Fundacja - urodzonego w Budapeszcie Sorosa - zaznaczyła, że biuro organizacji zostanie przeniesione do Berlina, a węgierski trzeci sektor nie pozostanie bez pomocy.
Open Society działała na Węgrzech od 34 lat. W budapeszteńskim biurze pracowało ok. 100 osób, w tym 60 Węgrów. Zajmowali się wspieraniem organizacji pozarządowych nie tylko na Węgrzech, ale także w innych krajach Europy Środkowej i Wschodniej.
"Zamach na prawa człowieka"
Kampania węgierskich władz przeciwko Sorosowi trwa od kilku lat, a głównym zarzutem jest działanie na rzecz sprowadzenia do Europy milionów migrantów.
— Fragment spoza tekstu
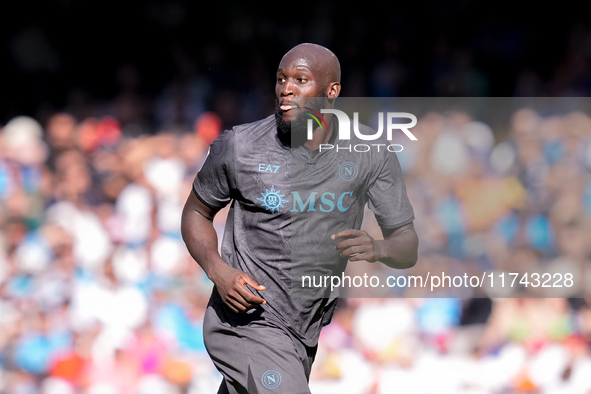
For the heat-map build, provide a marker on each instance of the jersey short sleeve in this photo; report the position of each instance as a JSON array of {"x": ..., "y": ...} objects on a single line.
[
  {"x": 213, "y": 183},
  {"x": 387, "y": 196}
]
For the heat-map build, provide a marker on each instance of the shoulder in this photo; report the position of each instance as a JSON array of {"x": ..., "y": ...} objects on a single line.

Hasła te partia Fidesz wykorzystała po raz kolejny podczas kampanii przed kwietniowymi wyborami. Partia Orbana wygrała je i po raz trzeci rządzi krajem.
Pakiet ustaw skierowanych przeciwko organizacjom pozarządowym, które pomagają migrantom, ma zostać przyjęty jeszcze w maju. Nowe prawo zakłada m.in. wydawanie zezwoleń na taką działalność przez resort spraw wewnętrznych po analizie względów bezpieczeństwa dla państwa. Plany rządu Orbana skrytykowała Organizacja Narodów Zjednoczonych, nazywając ustawy "zamachem na prawa człowieka" i wolność stowarzyszania się obywateli.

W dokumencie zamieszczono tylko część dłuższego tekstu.